Instead of China, try the Vancouver area
When Judy Lam Maxwell, the owner of Historical Chinatown Tours, guides her three-hour food and walking tours of Chinatown in Vancouver (100 dollars), she introduces travelers to the private heritage buildings in the district that once served Chinese immigrants, who came in the late 1800s to build Canada’s transcontinental railroad. They housed associations that provided accommodation, banking, social events and protection against discrimination.
“It’s fun to go in and see the elders playing mahjong and the insides of these buildings, which are like museums,” said Ms. Lam Maxwell, who continues the tour with a two-hour lesson in dumpling making, which she describes as central to Chinese culture: “It’s bonding and sharing food.”
A wave of immigration preceded the 1997 handover of Hong Kong from British to Chinese rule; another more recent wave has been linked to China’s booming economy.
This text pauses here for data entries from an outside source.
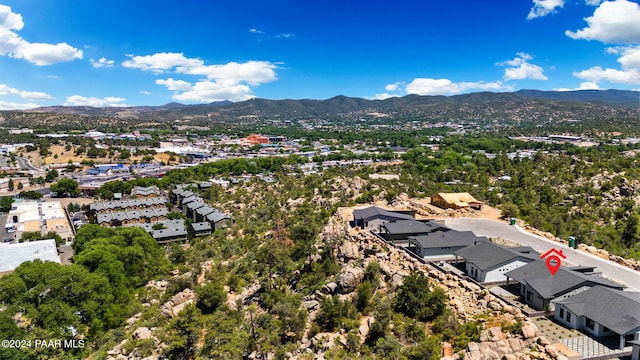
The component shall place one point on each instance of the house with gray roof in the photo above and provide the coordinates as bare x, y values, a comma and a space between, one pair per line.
201, 213
489, 262
190, 208
443, 244
540, 289
189, 199
372, 217
145, 192
399, 231
219, 220
602, 311
174, 231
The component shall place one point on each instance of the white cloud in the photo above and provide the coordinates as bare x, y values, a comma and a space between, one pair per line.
78, 100
102, 62
519, 68
35, 95
16, 106
174, 85
612, 22
251, 72
13, 45
233, 79
210, 91
629, 72
544, 7
393, 87
383, 96
428, 86
583, 86
31, 95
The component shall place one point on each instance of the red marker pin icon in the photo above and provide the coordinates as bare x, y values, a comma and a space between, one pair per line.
553, 260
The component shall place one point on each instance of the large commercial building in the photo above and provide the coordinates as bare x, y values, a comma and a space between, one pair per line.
38, 216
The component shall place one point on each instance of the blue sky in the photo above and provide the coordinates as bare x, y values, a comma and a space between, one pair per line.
138, 52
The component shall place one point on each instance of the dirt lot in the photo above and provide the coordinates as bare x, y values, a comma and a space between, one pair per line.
426, 211
61, 156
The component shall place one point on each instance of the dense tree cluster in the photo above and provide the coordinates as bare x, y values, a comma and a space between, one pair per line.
82, 300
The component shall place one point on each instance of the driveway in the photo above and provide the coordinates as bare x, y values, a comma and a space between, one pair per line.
496, 228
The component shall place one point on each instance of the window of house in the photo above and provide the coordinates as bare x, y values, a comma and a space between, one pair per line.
590, 324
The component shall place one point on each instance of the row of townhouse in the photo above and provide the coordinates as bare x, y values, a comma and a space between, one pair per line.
206, 219
126, 205
143, 192
142, 216
165, 231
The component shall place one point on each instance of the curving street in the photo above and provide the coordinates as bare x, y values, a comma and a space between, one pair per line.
496, 228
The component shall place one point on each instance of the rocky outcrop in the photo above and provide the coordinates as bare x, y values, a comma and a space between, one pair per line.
178, 302
494, 345
349, 279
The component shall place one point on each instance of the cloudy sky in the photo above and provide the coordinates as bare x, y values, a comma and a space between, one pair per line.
112, 53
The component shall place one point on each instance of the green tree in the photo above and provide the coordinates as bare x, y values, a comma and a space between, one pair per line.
5, 203
415, 299
210, 297
51, 176
31, 195
66, 187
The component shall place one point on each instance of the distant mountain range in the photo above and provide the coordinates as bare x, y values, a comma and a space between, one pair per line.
344, 105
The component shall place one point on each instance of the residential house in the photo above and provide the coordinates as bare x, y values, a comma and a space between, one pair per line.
201, 213
442, 244
201, 228
372, 217
194, 207
488, 262
172, 231
191, 207
219, 220
400, 231
602, 311
456, 201
145, 192
540, 289
635, 352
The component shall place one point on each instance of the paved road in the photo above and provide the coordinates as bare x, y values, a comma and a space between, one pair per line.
495, 228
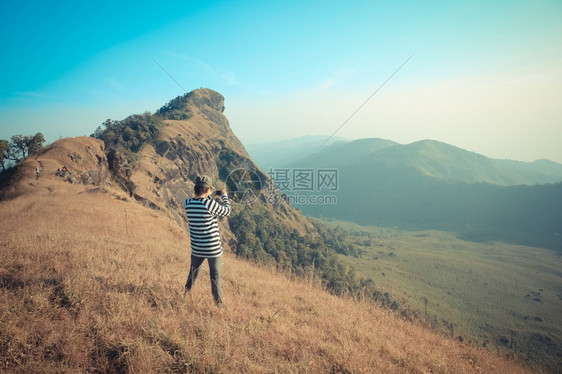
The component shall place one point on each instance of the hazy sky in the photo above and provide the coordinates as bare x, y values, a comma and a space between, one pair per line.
485, 76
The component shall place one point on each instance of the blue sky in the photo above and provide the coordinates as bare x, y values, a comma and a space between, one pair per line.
485, 75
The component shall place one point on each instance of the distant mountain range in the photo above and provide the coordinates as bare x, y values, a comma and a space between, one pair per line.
431, 185
426, 157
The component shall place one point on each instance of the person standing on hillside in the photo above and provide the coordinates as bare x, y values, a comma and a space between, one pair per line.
202, 212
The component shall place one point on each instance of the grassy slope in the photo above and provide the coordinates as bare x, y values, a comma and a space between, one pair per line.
495, 293
90, 282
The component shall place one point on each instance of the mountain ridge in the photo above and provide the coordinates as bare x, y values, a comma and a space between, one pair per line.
153, 187
430, 157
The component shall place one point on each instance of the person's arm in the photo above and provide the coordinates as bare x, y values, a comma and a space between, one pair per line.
218, 209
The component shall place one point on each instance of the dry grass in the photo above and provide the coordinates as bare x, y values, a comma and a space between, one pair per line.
92, 283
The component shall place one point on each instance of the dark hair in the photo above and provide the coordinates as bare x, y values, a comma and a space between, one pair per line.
200, 189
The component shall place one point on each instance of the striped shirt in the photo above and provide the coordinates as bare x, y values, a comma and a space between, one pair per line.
203, 226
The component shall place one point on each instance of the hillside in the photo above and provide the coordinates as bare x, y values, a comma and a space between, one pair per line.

Many newcomers settled in the suburb of Richmond, which is 54 percent ethnic Chinese, according to a 2016 census, and home to Asian shopping malls, the International Buddhist Temple and, most famously, food, including more than 800 restaurants, a “dumpling trail” of more than 20 restaurants, including Empire Seafood, and a night market reopening July 23.
“In North America, Chinese food is pasteurized in so many ways,” said Alex Chen, who emigrated to the area from Malaysia as a teenager and is the executive chef at Vancouver’s Boulevard Kitchen & Oyster Bar, where the cooking is grounded in French techniques.
Around Vancouver, the Chinese options are regional, he added, or specialize in hot pot dishes, noodles, fried rice and more. Among his Richmond favorites are HK BBQ Master for Peking duck and Chef Tony Seafood Restaurant for innovative dim sum.
“We are so blessed and lucky to have lots of choices at the very highest standards,” he said.
Back around Vancouver’s original Chinatown, stay at Skwachàys Lodge, a boutique hotel devoted to Indigenous art and culture (from 170 dollars), just a few blocks from the Dr. Sun Yat-Sen Classical Chinese Garden.